Donna Enos is one of those people who have learned to roll with the punches life throws at you.
A few years ago, when Enos was in her mid-40s, she lost her job with a customs brokerage firm. Along with her income, she lost the sense of comfort and security she had enjoyed after working with the same industry for several years. She had to come up with a plan to pay the bills and to ensure she could sleep at night.
“I’ll never forget that day when around 30 or so of us were laid off all together,” she says. “I remember thinking, ‘this can’t happen to me! I need an income, I need a job, I need stability.’ It was a very scary time.”
Switching careers is tough, and knowing that, in this day and age, you need an education, Enos decided she needed to go back to school. Luckily, she qualified for a skills-development program.
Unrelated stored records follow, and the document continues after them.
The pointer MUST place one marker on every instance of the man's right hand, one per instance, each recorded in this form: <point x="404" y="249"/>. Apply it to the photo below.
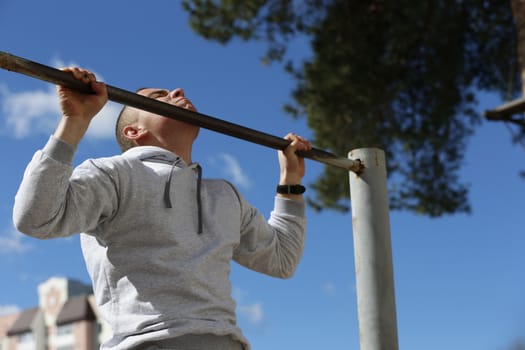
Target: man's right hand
<point x="78" y="109"/>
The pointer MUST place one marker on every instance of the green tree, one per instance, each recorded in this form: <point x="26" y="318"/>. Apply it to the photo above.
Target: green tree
<point x="399" y="75"/>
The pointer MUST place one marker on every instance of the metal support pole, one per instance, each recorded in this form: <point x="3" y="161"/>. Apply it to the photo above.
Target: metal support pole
<point x="373" y="252"/>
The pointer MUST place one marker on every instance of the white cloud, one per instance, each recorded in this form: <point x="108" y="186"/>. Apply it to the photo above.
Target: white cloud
<point x="30" y="112"/>
<point x="8" y="310"/>
<point x="232" y="170"/>
<point x="37" y="111"/>
<point x="329" y="289"/>
<point x="12" y="243"/>
<point x="253" y="312"/>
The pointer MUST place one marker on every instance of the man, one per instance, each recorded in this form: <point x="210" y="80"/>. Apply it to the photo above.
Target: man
<point x="156" y="238"/>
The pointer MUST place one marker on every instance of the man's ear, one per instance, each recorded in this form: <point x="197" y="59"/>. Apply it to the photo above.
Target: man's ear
<point x="134" y="132"/>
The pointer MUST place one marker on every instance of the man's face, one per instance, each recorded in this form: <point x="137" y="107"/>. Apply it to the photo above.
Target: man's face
<point x="166" y="128"/>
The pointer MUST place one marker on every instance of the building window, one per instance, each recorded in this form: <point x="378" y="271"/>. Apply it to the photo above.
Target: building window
<point x="65" y="329"/>
<point x="65" y="347"/>
<point x="26" y="337"/>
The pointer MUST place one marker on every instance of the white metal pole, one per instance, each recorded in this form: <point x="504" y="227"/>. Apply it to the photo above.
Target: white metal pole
<point x="373" y="252"/>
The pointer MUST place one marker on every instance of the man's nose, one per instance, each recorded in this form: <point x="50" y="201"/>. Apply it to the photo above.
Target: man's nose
<point x="178" y="92"/>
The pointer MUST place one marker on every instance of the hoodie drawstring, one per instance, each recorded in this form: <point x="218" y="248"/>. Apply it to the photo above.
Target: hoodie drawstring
<point x="167" y="197"/>
<point x="199" y="204"/>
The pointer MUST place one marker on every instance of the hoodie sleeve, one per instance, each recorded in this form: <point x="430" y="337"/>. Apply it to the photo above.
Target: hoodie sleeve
<point x="53" y="200"/>
<point x="274" y="247"/>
Since she’s got a knack for computers, she spent time researching post-secondary programs, and kept coming back to University of the Fraser Valley’s website. Two years ago, she took the plunge and enrolled in the university’s computer information systems diploma program.
“I was hunting for a good university and I was looking at everything from location, expense, reputation and a program that would help somebody like me. UFV stood out and I decided that I would try to go back to school.”
While she says she struggled in the program, Enos did amazingly well with her studies and earned a 4.33 grade-point average for her final 15 credits.
Her high GPA won her the 2011 Governor General’s Academic bronze medal, given to a student with the highest academic accomplishment in a diploma program.
The program’s co-op option was also a big attraction for Enos. She was happy to get a placement with Canada Border Services Agency, which led to a summer job, and that eventually led to her current full-time job at the Peace Arch border crossing near her home in South Surrey.
“My first priority was job security. I needed to have a good job and a steady income. It was so great to have a job that hopefully will turn into a permanent position.”
Enos admits heading back into the classroom in her 40s was challenging. But with the help and encouragement of her parents she put her mind to finishing the program and, while she struggled through some courses – particularly math – she was determined to graduate.
“Math was a definite stumbling block for me… it was very tough. Especially when we started using algebra and polynomials and I had not used algebra since high school in the ’80s. The other students were a great help, but I also have to thank instructor Tariq Nuruddin – he spent extra time with me, steering me in the right direction. I am so thankful he was able to stay after class and help me. He was a fantastic support and a great teacher.”
Nuruddin is not surprised that Enos has won the academic medal. He said Enos stood out because she always stayed after class to ask questions, frequently requested background reading material, was diligent with assignments and worked hard.
“She was not scared or ashamed to ask questions even if they seemed quite elementary to the rest of the class and because of this, she performed much better than the students who had been studying continuously throughout their lives,” he adds.
Enos was presented with her medal at a June 10 convocation.